A, jak ktoś ciekawy skąd taki wzór kwiatka wzięli, to chyba z włoskiej okładki. W oryginale robił za "kropkę" nad jednym ze znaków, więc nie rzucał się tak w oczy.

: śr wrz 03, 2014 6:35 pm
autor: ninna
Chilies pisze:Może dlatego, że autorka ma na swoim koncie sporo yaoiców i te osoby kojarzą kreskę ;)
A no chyba że tak. Ja tej autorki nie kojarzę, mój pierwszy kontakt z jej kreską to właśnie "Przekleństwo".

: śr wrz 03, 2014 6:36 pm
autor: Angu
Ach więc to ma być kwiatek... dobrze wiedzieć. ^^ Na oryginale w ogóle nie zauważyłam tego. W niczym mi to kwiatka nie przypomina ^^" A może mam zbyt kiepską wyobraźnie....

: śr wrz 03, 2014 7:32 pm
autor: Shiki
Co do okładki, to faktycznie ten niebieski trochę z tyłka wzięty.

Mnie jednak najbardziej boli to, że nie ma tu żadnego (żadnego!) opisu tomu. Nic, dwóch zdań symbolicznych nawet. Na plus znowu to, że są gatunki, chociaż to też te trzy na krzyż, które by się przydały bardziej Przekleństwu niż tutaj, no ale wyszlo jak wyszło i każdy to widzi.

: śr wrz 03, 2014 8:05 pm
autor: Mixik
Sayuki78 pisze:Myślę, że tylko yaoistki znją tą panią, a zdecydowanie większej ilości osób kojarzy się ten tytuł z yaoi :P
Pewnie dlatego, że od razu zaszufladkowali wydawnictwo, przez ten ich marny, pierwszy tytuł yaoi. :roll:

: śr wrz 03, 2014 8:54 pm
autor: vishaad
Okładka mi się nie podoba, ale nie wiem czy zmiana kolorów poprawiłby coś. W sumie liczyłem na coś mroczniejszego, a tutaj takie... coś, nawet nie potrafię jednoznacznie określić co czuję, patrząc na tę okładkę D:
Żal polskiego tytułu, bo brzmi naprawdę fajnie! Miałem to kiedyś sprawdzić, ale teraz trzymam się z dala od tej mangi.
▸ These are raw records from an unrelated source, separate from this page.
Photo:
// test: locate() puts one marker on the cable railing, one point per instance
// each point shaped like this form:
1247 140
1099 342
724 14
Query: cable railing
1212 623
: czw wrz 04, 2014 12:33 pm
autor: Aratar
Większość naszych mang będzie miało tytuły przetłumaczone na polski.
Czyli wracamy do "raz tytuł polski a raz japoński aby każdy miał coś dla siebie"...
Ja zawsze będę to powtarzał ale tutaj trzeba być rygorystycznym i albo robimy cały czas A albo cały czas B a nie raz A raz B.

: czw wrz 04, 2014 3:14 pm
autor: Pablo_Querte
Aratar pisze: Czyli wracamy do "raz tytuł polski a raz japoński aby każdy miał coś dla siebie"...
Ja zawsze będę to powtarzał ale tutaj trzeba być rygorystycznym i albo robimy cały czas A albo cały czas B a nie raz A raz B.
Załóż sobie wydawnictwo i tak rób.

: czw wrz 04, 2014 5:03 pm
autor: Chilies
Pablo_Querte pisze: Załóż sobie wydawnictwo i tak rób.
Tą odpowiedzią można skwitować wiele narzekań, ale nie zgodzę się, że tu jest odpowiednia.

Założenie sobie wydawnictwa, które będzie wydawało trzymając się jednej wersji nie zmniejszy ilości hejtów, bo przez to, że obie wersje są powszechnie praktykowane, zawsze znajdą się zwolennicy tej drugiej.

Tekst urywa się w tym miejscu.